Deutsche Bank is opening a vault in Singapore that can hold $9 billion of gold, as it hopes to tap rising demand for the precious metal in Asia amid a push by the city-state to burnish its image as a bullion-trading hub.
Singapore last year scrapped a goods-and-services tax on gold in a bid to help boost its share of global gold demand to 10-15% within a decade from around 2% in 2012 as it seeks to compete with more established bullion-trading centers.
“Gold has traditionally been stored in London, Zurich, and New York, but there is a serious shift in dynamics going on as the global financial crisis continues to evolve,” Mark Smallwood, Deutsche Asset & Wealth Management’s head of wealth planning in the Asia-Pacific region, told The Wall Street Journal on Friday.
Political and economic risk in Europe is keeping investors cautious, and demand for physical gold as a haven is strong, putting Singapore in a position to benefit from its reputation as a stable and safe place to store high-value assets.
“What we’re seeing is customers looking at gold and being cognizant of the fact that when things go wrong, where you’re storing the gold is extremely important,” Mr. Smallwood said. “Risk factors for gold are increasing dramatically, and people want to store where they perceive it to be safe, which often will involve geographically diversifying that storage.”
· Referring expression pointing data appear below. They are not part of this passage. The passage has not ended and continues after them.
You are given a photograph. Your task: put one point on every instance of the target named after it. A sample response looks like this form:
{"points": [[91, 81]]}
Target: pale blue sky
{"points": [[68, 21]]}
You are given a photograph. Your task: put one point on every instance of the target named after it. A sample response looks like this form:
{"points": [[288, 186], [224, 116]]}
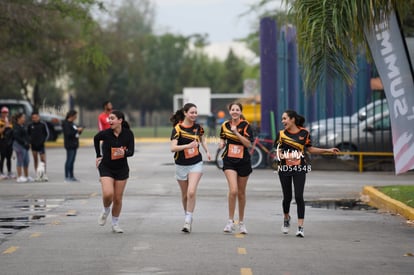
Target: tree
{"points": [[331, 33], [233, 76]]}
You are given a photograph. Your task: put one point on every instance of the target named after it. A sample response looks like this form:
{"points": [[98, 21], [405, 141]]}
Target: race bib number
{"points": [[292, 162], [235, 151], [190, 152], [117, 153]]}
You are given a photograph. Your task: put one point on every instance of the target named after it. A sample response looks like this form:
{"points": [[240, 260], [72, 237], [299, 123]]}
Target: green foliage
{"points": [[402, 193], [53, 47], [330, 34]]}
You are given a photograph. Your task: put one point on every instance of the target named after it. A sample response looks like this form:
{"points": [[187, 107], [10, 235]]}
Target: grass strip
{"points": [[402, 193]]}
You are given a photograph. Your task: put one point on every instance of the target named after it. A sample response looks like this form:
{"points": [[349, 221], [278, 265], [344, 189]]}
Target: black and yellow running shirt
{"points": [[235, 150], [292, 150], [186, 135]]}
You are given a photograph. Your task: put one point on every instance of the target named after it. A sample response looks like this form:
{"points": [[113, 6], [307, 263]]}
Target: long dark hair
{"points": [[179, 114], [16, 117], [236, 103], [70, 113], [299, 120], [121, 115]]}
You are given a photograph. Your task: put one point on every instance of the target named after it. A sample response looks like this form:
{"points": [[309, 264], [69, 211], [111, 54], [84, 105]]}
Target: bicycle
{"points": [[261, 147]]}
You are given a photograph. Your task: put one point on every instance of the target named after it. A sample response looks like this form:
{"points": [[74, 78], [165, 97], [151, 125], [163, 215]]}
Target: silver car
{"points": [[322, 127], [370, 135]]}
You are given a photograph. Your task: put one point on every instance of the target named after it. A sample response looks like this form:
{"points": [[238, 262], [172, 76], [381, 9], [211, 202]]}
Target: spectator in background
{"points": [[103, 118], [7, 139], [38, 133], [71, 134], [21, 145], [3, 146]]}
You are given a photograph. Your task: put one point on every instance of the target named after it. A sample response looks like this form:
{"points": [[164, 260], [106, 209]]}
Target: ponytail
{"points": [[179, 115], [299, 120], [121, 115]]}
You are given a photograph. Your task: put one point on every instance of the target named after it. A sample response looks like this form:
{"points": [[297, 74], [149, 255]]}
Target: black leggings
{"points": [[5, 155], [299, 183]]}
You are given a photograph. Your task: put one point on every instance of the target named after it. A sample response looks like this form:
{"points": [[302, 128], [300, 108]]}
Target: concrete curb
{"points": [[379, 200]]}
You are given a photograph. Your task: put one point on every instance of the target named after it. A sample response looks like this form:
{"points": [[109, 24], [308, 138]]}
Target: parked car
{"points": [[370, 135], [54, 122], [319, 128]]}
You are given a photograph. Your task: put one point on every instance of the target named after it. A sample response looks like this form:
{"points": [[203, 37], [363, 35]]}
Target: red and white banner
{"points": [[392, 61]]}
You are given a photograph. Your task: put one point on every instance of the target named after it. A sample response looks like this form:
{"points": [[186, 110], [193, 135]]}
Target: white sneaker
{"points": [[242, 228], [186, 227], [300, 233], [117, 229], [286, 225], [229, 228], [21, 179], [102, 218]]}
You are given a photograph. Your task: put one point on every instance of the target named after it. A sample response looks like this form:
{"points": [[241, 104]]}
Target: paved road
{"points": [[51, 228]]}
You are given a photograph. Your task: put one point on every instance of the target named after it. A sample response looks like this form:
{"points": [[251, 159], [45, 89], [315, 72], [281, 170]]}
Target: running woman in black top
{"points": [[117, 144], [292, 144], [237, 136], [186, 137]]}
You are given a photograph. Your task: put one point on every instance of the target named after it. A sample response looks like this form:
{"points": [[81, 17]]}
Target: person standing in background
{"points": [[186, 137], [38, 133], [7, 151], [103, 118], [21, 145], [71, 134]]}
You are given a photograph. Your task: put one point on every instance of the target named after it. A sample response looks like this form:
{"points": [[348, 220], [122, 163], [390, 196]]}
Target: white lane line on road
{"points": [[35, 235], [10, 250], [246, 271], [241, 251]]}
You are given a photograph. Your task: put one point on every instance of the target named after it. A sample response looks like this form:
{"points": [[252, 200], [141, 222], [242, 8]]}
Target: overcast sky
{"points": [[219, 18]]}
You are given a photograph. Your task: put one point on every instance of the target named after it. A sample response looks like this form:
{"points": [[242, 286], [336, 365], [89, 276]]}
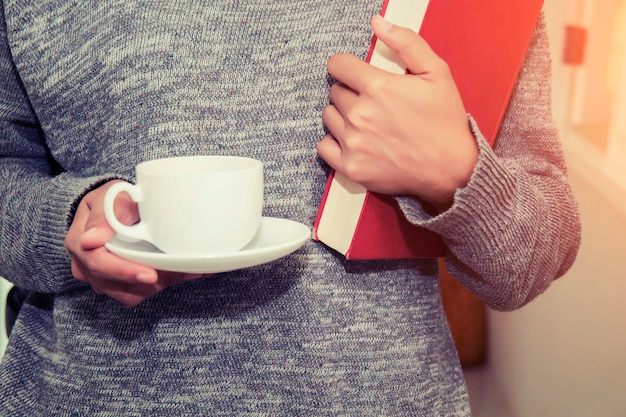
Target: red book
{"points": [[484, 43]]}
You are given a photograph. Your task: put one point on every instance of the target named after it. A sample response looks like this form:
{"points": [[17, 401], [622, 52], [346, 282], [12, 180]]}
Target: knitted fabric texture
{"points": [[90, 89]]}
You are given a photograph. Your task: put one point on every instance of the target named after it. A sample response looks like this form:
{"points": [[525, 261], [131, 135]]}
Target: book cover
{"points": [[484, 43]]}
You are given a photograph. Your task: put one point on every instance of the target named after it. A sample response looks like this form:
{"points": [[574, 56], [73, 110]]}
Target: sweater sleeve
{"points": [[515, 227], [37, 198]]}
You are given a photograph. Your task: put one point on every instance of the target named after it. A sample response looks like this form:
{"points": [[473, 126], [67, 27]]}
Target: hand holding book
{"points": [[399, 134], [408, 133]]}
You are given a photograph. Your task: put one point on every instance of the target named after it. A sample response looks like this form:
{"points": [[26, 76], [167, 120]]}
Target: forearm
{"points": [[515, 227], [36, 209]]}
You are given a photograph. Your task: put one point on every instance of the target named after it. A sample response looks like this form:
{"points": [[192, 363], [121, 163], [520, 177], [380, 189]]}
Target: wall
{"points": [[565, 353]]}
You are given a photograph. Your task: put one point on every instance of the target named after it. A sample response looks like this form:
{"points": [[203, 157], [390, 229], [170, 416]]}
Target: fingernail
{"points": [[145, 277], [382, 22], [188, 277]]}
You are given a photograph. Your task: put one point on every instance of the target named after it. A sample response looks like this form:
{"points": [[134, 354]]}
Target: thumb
{"points": [[412, 49]]}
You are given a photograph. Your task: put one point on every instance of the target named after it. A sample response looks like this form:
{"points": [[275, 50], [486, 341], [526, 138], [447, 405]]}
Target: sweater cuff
{"points": [[60, 205], [490, 187]]}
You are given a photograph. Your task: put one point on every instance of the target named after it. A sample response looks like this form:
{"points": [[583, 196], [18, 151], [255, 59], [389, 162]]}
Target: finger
{"points": [[351, 71], [94, 237], [100, 264], [334, 122], [343, 98], [329, 150], [412, 49]]}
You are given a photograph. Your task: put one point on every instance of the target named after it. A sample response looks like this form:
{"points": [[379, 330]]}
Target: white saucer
{"points": [[274, 239]]}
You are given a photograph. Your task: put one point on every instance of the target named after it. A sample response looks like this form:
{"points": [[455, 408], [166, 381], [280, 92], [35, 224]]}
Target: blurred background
{"points": [[565, 353]]}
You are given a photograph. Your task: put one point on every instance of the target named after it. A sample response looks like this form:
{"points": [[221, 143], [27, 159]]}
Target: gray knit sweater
{"points": [[90, 88]]}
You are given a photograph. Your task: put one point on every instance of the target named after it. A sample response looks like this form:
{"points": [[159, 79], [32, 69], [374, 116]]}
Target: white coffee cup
{"points": [[194, 204]]}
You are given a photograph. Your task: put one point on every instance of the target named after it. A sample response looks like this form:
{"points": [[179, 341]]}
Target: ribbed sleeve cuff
{"points": [[490, 187], [50, 253]]}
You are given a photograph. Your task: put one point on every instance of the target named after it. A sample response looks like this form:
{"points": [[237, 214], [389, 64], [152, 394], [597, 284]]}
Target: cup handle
{"points": [[133, 233]]}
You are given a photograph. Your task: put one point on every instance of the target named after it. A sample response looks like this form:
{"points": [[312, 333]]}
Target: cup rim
{"points": [[182, 162]]}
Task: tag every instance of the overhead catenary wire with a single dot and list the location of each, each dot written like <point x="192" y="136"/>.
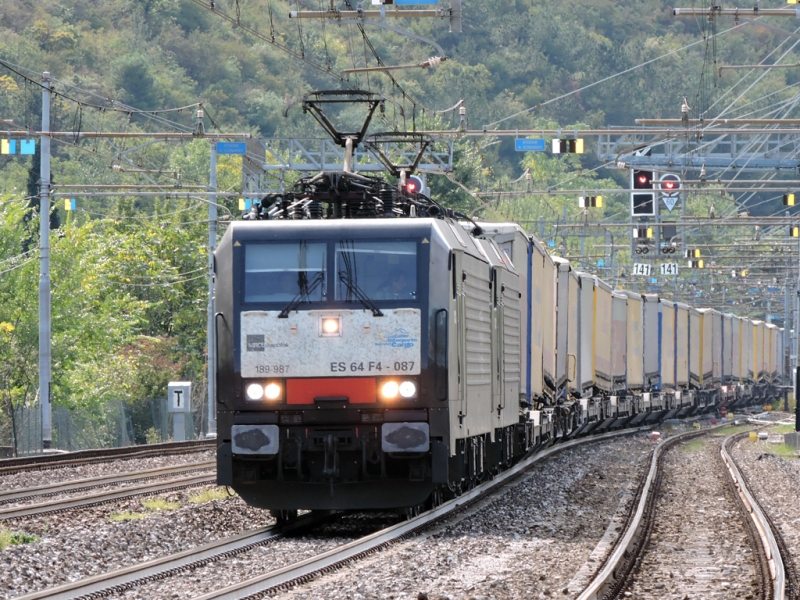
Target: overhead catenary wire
<point x="605" y="79"/>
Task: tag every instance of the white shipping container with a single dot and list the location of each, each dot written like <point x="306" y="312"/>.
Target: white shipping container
<point x="619" y="340"/>
<point x="562" y="319"/>
<point x="537" y="326"/>
<point x="667" y="341"/>
<point x="586" y="315"/>
<point x="573" y="334"/>
<point x="651" y="344"/>
<point x="727" y="348"/>
<point x="548" y="316"/>
<point x="737" y="376"/>
<point x="706" y="351"/>
<point x="695" y="368"/>
<point x="681" y="345"/>
<point x="716" y="347"/>
<point x="759" y="364"/>
<point x="635" y="353"/>
<point x="602" y="334"/>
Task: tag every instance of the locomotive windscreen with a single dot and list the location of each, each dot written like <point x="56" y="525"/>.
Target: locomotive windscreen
<point x="385" y="270"/>
<point x="279" y="272"/>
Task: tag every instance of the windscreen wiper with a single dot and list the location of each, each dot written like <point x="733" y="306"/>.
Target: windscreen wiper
<point x="305" y="292"/>
<point x="353" y="288"/>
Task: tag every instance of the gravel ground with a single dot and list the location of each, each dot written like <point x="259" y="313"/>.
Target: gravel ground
<point x="55" y="474"/>
<point x="699" y="547"/>
<point x="773" y="480"/>
<point x="81" y="543"/>
<point x="528" y="542"/>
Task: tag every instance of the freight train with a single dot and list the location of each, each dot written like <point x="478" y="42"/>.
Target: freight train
<point x="379" y="351"/>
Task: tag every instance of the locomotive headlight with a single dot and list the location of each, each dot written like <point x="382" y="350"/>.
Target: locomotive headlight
<point x="273" y="391"/>
<point x="408" y="389"/>
<point x="255" y="391"/>
<point x="390" y="390"/>
<point x="330" y="326"/>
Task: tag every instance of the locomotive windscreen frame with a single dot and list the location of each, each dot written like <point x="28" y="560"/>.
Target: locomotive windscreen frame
<point x="332" y="422"/>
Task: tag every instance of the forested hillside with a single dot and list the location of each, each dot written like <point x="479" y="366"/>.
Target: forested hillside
<point x="128" y="274"/>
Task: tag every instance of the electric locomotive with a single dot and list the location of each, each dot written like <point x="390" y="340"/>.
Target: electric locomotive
<point x="359" y="364"/>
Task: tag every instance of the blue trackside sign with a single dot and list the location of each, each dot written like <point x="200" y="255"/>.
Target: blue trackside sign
<point x="529" y="145"/>
<point x="231" y="147"/>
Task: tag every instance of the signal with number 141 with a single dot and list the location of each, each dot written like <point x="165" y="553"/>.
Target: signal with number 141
<point x="669" y="269"/>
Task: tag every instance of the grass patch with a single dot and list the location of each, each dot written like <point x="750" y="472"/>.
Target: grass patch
<point x="151" y="505"/>
<point x="16" y="538"/>
<point x="156" y="504"/>
<point x="731" y="429"/>
<point x="782" y="429"/>
<point x="212" y="494"/>
<point x="126" y="515"/>
<point x="784" y="450"/>
<point x="694" y="445"/>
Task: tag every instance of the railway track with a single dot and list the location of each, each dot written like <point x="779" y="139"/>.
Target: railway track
<point x="89" y="483"/>
<point x="114" y="582"/>
<point x="615" y="576"/>
<point x="154" y="486"/>
<point x="82" y="457"/>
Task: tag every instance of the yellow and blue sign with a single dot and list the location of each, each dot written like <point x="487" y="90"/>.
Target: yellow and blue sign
<point x="231" y="147"/>
<point x="530" y="145"/>
<point x="11" y="146"/>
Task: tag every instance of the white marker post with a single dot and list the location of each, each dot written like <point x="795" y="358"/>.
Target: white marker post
<point x="180" y="402"/>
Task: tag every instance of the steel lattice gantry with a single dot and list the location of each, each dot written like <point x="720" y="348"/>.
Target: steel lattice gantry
<point x="717" y="151"/>
<point x="267" y="159"/>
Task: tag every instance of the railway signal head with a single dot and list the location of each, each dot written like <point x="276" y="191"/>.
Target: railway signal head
<point x="670" y="185"/>
<point x="565" y="146"/>
<point x="414" y="185"/>
<point x="590" y="201"/>
<point x="643" y="196"/>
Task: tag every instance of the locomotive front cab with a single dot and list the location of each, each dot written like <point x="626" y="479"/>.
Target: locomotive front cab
<point x="325" y="383"/>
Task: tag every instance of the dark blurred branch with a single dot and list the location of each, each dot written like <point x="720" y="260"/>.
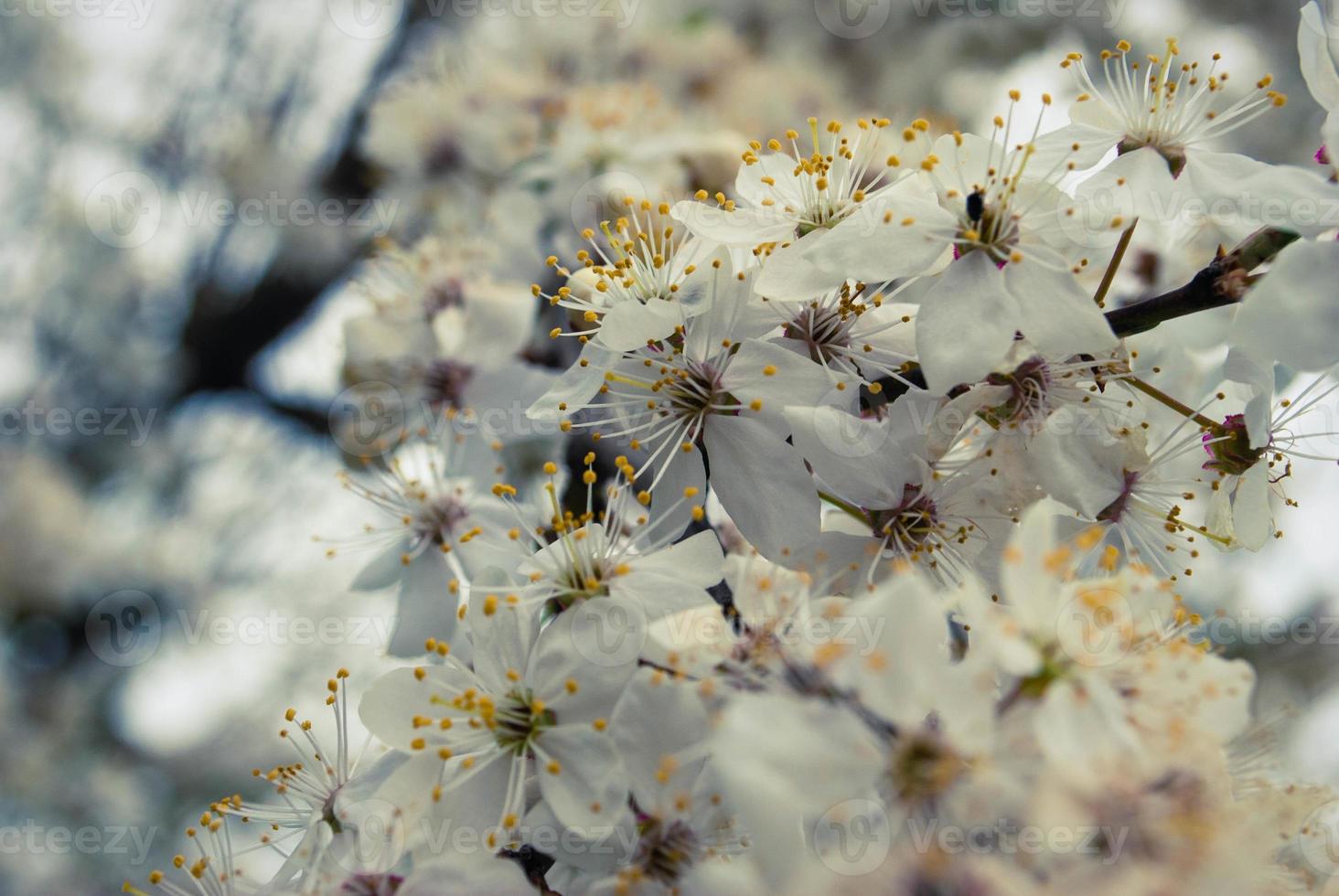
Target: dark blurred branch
<point x="1223" y="282"/>
<point x="225" y="331"/>
<point x="1220" y="283"/>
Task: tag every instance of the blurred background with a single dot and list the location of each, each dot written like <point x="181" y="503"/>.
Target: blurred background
<point x="192" y="196"/>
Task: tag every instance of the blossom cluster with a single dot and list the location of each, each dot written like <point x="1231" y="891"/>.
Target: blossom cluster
<point x="831" y="541"/>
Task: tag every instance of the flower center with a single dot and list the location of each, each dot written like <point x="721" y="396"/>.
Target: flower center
<point x="923" y="768"/>
<point x="1231" y="452"/>
<point x="439" y="517"/>
<point x="519" y="718"/>
<point x="1029" y="388"/>
<point x="908" y="525"/>
<point x="446" y="382"/>
<point x="664" y="849"/>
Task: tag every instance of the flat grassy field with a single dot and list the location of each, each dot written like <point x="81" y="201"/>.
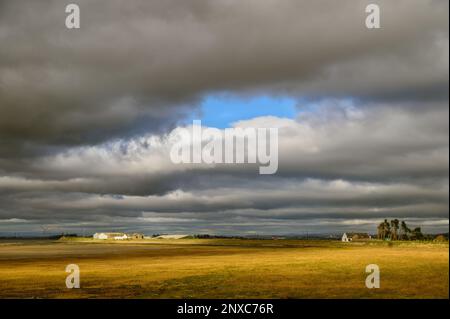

Deutsche Bank started accepting bullion into the new Singapore vault three or four weeks ago and is seeing strong demand from its customers for storage in the facility, he said.
The vault can hold up to 200 metric tons of gold, which is around the same volume as the central bank reserves of Belgium or the Philippines.
The vault is in the Singapore Freeport, a high-security facility, and is subleased from Malca-Amit, a company that specializes in storing and transporting diamonds and precious metals. Deutsche Bank also has vaults in London, Hong Kong, and Zurich.
Deutsche Bank is one of the world’s biggest gold-dealing banks and is among those that set gold prices every day in London. The so-called fixings are used to determine spot prices worldwide, including in jewelry, and for sales from mining companies to refineries.